Nos últimos dias, o bicho envenenou mais um poço de água potável e arranjou novos acólitos e almas penadas. Sobre a nova identidade gráfica do governo, criticada quase de mão ao peito, o Chega apelou ao esplendor de Portugal entre as brumas da memória. A nova imagem – muito bem conseguida, acrescento eu – atirou finalmente para trás das costas a esfera armilar, os sete castelos, as cinco chagas e as vetustas quinas. O sangue 100% lusitano do Ventura ferveu e emitiu os tradicionais vapores de enxofre, embora, valha a verdade, o dito garanhão seja reativo como o velho cão de Pavlov.

Já aqui o escrevi, o soberanismo é a doutrina da decadência e o nacionalismo a doutrina dos povos cansados (Le Carré dixit). O rentável sentimento antipolítico que cresce como ervas daninhas, somado à nossa ampla complacência com a demagogia servem de capim à inflamável criatura rasteira. Se a infância é a conta bancária dos escritores (Graham Green dixit), os problemas, os casos e agora até o PISA são a razão do cheque em branco que algumas pessoas, talvez muitas, certamente demais, querem pelos vistos passar ao tal Ventura.

O que me espanta é que Luís Montenegro tenha logo corrido para se juntar ao Chega nas críticas ao novo design governamental. Às armas, às armas, sobre a terra e sobre o mar, pensou o candidato a primeiro-ministro, engolindo a bandeira e o mastro em simultâneo, talvez até a base de cimento. Tudo pela pátria, claro. É obra, realmente, e só por isso mereceu 732 mil visualizações o post que escreveu no X, ex-Twitter. Vale a pena repescar o texto: “Com o meu governo deixaremos de usar o novo símbolo. No nosso projeto não fazemos sucumbir as nossas referências históricas e identitárias a uma ideia de sofisticação.”

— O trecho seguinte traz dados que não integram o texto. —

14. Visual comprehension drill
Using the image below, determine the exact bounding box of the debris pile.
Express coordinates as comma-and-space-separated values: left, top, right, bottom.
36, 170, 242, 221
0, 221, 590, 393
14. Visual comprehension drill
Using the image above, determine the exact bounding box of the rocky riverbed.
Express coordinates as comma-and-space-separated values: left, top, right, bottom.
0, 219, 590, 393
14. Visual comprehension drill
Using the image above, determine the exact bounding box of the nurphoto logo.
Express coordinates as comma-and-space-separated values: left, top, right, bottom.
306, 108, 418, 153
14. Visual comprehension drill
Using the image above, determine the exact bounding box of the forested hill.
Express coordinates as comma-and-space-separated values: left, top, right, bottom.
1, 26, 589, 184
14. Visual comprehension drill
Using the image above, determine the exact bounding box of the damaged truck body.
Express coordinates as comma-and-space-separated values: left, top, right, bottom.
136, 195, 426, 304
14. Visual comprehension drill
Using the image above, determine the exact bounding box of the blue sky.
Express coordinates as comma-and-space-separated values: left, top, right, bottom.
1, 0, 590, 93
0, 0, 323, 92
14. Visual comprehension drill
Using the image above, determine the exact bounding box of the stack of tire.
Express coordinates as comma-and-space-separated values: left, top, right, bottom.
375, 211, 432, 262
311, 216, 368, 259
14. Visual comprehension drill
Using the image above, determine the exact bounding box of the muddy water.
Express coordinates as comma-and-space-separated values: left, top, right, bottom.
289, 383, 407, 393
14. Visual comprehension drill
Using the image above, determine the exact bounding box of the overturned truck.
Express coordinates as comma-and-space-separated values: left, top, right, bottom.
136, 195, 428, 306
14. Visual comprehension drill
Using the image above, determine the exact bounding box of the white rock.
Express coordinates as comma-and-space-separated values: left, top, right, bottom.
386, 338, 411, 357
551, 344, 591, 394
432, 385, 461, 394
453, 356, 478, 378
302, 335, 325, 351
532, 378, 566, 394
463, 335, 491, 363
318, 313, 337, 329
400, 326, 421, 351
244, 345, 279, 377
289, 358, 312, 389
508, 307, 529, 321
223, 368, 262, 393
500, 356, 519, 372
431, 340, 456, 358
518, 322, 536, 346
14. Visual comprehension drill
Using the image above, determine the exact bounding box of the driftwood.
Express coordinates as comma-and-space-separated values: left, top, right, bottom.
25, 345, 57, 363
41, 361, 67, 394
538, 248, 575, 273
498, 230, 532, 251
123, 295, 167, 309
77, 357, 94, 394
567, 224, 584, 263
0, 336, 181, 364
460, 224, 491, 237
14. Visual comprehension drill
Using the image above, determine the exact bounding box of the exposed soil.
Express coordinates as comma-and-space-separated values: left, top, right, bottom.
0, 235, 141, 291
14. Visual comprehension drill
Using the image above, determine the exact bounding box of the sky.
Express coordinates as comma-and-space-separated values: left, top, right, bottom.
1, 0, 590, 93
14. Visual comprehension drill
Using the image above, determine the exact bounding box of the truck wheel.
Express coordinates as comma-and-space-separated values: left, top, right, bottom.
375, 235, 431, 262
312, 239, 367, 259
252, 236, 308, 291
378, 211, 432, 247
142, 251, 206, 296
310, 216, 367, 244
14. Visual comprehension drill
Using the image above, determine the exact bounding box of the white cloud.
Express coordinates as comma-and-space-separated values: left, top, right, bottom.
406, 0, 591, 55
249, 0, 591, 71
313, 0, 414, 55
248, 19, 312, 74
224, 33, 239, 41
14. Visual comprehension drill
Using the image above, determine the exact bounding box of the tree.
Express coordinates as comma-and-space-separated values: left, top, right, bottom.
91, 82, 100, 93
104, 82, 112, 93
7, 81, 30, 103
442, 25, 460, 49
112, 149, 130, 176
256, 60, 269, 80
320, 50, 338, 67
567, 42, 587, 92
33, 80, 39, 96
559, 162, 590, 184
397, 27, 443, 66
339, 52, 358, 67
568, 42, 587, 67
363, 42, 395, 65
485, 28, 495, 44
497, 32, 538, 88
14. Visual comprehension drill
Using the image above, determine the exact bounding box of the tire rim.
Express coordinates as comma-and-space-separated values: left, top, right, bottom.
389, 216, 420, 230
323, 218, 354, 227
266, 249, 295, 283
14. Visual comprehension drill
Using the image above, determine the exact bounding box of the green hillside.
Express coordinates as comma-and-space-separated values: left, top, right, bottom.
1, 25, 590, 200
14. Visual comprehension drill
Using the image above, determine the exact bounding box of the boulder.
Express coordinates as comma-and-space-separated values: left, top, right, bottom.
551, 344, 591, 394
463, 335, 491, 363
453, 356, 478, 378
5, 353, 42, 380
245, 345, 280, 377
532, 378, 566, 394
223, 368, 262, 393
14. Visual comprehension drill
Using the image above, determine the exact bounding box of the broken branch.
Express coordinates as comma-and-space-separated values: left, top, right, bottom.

Estamos safos. Não sucumbem as referências identitárias de Montenegro, enterra-se numa cavadela o bom-senso e a esperança que restam. O PSD diz que não quer coligar-se ao Chega, pelos vistos quer substituir o Chega. Quer? Espero que não. Não pode ser. Montenegro tem de entender rapidamente que o Ventura até pode, por vezes, fazer as perguntas certas, mas dá sempre, sempre as respostas erradas. No caso do (Viriato) Ventura não é apenas problema de design e estética, é mesmo de decoro e ética. Não tem um pingo de humanidade.